At a Tehran summit this week with Rouhani and Putin, Erdogan asked the duo three times for a ceasefire in Idlib where his army backs the rebel forces dominated by al-Qaida’s local branch Hay’at Tahrir al-Sham (HTS), formerly Jabhat al-Nusra.

The Syrian regime’s two main supporters rejected his offer each time at the bargaining table of the summit televised worldwide.

“There are no representatives from the armed opposition at our table. Or representatives from Nusra, [the Islamic State (IS)], or the Syrian army for that matter. We can’t speak in their name,” Putin said at one point during the meeting.

However, all three leaders agreed on the “territorial integrity of Syria,” as Erdogan demanded to contain Kurdish aspirations for autonomy, and told the US to leave Syria where its army and air force have supported Kurdish forces in the fight on IS.

Turkey has 12 military outposts in Idlib acting as a guarantor for the opposition per a deal it signed last year with Tehran and Moscow to create a de-confliction zone.

For years, the Erdogan administration actively supported the rebels in the hope of overthrowing President Bashar al-Assad’s regime.

Back home, and having signed a joint communique that excluded his demands, Erdogan promised that Turkey would not “allow any faits accomplis under the pretext of fighting terrorism,” without further elaboration or how his administration would stop Russia and Iran in Syria.

Ankara recently added HTS to its terror list, under the pressure of a planned assault by the Syrian army and its backers to regain the control of Idlib which could become the last major battle in the Syrian civil war.

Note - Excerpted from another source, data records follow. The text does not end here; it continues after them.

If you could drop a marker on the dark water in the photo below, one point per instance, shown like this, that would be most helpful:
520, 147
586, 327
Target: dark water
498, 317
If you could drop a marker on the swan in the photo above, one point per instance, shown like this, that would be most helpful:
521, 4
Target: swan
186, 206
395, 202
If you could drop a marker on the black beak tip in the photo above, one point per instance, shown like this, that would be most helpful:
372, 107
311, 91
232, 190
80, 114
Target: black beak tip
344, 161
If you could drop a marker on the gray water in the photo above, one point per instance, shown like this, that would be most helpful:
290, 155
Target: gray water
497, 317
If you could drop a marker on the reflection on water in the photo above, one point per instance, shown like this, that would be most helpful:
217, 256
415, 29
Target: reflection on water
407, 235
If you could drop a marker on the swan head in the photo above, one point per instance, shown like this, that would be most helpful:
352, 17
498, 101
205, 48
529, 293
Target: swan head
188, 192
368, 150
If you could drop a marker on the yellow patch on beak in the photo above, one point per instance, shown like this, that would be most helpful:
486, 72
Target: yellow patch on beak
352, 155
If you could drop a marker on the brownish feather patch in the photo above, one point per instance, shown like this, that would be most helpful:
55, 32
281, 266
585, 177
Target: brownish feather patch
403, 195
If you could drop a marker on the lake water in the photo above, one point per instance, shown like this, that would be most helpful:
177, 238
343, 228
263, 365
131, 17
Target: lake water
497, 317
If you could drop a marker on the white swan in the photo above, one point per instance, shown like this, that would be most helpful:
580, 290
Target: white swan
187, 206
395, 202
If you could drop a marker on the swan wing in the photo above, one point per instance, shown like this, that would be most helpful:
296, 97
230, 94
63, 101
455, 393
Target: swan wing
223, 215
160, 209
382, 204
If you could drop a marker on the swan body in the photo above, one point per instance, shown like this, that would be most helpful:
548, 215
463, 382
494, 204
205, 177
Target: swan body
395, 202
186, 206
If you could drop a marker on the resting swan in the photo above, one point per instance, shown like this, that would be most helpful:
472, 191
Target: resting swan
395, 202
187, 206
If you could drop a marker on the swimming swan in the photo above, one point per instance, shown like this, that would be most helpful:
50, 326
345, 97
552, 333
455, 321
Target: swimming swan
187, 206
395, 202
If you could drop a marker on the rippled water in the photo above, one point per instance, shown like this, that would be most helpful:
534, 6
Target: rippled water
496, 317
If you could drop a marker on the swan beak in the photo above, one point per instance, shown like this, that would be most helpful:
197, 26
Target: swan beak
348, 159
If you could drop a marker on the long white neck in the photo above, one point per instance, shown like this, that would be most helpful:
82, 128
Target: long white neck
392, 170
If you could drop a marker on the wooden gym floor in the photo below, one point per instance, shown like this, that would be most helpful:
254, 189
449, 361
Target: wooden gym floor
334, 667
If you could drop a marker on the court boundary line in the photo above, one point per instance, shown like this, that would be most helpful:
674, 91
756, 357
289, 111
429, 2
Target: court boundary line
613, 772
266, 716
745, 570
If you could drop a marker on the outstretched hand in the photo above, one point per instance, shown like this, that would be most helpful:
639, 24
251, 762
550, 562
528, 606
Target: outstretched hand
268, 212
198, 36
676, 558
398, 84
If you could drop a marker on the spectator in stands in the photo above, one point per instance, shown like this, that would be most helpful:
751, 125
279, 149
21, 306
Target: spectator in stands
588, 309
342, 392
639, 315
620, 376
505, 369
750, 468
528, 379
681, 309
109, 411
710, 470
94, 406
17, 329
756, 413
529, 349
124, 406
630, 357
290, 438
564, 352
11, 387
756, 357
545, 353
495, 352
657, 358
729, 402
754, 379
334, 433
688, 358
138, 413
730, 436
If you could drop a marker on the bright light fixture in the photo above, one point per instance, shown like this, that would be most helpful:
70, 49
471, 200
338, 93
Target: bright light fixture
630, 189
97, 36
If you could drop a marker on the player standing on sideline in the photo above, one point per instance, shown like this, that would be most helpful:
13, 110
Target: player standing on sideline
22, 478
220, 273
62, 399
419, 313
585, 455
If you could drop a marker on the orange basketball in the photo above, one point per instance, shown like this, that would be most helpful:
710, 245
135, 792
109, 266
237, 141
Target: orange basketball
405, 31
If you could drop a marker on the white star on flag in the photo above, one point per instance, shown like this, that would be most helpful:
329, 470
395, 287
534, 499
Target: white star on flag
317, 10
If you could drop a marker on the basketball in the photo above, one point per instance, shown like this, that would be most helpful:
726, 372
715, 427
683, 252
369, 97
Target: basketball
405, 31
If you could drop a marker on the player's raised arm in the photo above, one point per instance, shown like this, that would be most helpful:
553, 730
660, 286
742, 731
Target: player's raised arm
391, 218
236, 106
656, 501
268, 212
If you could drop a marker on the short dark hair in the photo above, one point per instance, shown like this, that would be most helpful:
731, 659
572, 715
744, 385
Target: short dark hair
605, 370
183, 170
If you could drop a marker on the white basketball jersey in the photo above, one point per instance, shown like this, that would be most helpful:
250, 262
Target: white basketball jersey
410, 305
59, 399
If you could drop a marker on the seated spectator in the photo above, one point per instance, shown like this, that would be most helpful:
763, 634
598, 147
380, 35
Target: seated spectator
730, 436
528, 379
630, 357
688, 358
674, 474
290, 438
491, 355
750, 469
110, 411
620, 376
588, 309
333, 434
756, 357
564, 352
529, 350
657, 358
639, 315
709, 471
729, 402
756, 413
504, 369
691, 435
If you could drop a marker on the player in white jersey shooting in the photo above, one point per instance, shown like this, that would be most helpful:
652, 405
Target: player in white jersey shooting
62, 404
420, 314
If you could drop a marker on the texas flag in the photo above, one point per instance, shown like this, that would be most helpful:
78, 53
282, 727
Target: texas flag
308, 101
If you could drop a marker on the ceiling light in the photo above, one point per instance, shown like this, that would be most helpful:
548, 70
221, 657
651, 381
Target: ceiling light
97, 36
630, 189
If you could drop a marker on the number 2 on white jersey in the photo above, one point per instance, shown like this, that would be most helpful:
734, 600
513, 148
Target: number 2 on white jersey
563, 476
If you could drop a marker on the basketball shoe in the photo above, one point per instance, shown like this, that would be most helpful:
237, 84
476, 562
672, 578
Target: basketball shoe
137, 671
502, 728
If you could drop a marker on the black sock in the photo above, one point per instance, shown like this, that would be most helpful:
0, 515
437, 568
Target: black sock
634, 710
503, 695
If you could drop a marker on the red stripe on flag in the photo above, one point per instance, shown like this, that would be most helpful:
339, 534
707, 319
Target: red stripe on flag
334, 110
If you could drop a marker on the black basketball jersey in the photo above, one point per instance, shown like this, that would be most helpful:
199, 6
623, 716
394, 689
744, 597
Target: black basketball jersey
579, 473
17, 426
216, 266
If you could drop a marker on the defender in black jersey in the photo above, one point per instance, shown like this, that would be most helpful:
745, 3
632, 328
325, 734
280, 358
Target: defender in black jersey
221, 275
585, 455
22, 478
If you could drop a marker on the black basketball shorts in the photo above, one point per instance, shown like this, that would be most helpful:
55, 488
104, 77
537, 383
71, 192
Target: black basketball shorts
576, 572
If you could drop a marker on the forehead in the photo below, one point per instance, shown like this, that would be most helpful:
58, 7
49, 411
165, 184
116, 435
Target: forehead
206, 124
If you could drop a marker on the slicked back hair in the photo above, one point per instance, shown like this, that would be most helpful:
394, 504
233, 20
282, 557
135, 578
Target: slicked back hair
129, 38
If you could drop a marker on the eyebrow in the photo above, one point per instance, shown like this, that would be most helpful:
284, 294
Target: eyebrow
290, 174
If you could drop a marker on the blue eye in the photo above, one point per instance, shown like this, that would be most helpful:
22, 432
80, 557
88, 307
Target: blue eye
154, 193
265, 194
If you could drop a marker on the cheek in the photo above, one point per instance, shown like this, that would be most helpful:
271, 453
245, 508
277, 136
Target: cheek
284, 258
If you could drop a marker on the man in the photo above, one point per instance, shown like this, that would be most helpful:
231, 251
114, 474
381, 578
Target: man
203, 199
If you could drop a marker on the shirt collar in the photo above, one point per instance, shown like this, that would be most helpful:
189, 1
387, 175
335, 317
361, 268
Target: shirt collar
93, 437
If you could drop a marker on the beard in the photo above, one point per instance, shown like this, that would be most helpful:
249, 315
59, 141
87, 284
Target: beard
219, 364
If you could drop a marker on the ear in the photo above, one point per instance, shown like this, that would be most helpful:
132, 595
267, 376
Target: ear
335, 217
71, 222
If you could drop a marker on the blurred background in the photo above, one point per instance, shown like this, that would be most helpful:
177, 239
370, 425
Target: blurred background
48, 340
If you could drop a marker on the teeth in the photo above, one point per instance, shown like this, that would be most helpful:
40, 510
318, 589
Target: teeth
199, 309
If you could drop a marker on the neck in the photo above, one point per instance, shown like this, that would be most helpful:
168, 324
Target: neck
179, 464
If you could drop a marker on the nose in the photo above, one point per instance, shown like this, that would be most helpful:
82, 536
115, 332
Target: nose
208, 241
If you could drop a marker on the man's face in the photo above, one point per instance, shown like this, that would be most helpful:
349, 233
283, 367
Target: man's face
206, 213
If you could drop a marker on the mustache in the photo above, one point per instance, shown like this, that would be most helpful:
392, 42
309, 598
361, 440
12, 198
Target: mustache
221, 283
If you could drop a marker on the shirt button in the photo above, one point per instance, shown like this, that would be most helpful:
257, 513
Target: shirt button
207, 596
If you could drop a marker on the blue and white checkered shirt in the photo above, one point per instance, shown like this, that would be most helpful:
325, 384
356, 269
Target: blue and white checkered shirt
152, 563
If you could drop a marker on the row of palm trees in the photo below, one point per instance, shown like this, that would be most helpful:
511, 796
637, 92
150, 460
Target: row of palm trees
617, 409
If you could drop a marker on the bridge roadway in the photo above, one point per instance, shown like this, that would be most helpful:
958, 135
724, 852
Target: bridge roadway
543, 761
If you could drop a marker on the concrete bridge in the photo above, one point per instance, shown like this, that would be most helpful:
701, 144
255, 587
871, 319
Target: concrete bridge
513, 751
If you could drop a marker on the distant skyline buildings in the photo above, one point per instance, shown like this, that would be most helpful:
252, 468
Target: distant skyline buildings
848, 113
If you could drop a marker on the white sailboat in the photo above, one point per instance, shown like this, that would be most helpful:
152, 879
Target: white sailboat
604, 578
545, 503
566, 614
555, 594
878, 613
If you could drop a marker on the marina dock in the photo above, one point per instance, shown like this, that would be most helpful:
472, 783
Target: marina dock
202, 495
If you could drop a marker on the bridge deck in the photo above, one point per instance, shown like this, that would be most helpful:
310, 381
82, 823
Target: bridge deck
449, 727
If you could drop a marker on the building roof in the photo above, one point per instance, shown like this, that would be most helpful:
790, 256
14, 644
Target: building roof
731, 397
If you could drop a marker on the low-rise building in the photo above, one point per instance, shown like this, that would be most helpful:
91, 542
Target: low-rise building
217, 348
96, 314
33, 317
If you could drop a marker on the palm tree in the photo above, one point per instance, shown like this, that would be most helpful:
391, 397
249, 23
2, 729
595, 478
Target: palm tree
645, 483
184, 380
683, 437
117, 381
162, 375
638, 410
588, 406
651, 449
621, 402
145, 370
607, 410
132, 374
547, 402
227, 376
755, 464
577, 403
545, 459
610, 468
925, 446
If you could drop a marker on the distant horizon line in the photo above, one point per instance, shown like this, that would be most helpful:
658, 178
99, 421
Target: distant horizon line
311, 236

Russian warplanes, helicopters, and Syrian mortars have hit rebel positions in the region over 160 times since the Tehran summit, according to the UK-based Syrian Observatory for Human Rights, killing an unknown number of jihadis and at least 14 civilians.

Turkey fears a full-scale operation by Russia and Syria will create a new wave of massive refugee influx into the country already hosting over three million Syrians.

Meanwhile, the Turkish army continued to send reinforcements to Hatay and Kilis, its border province with Syria, the state agency wired.

There was no mention of any entry into Idlib.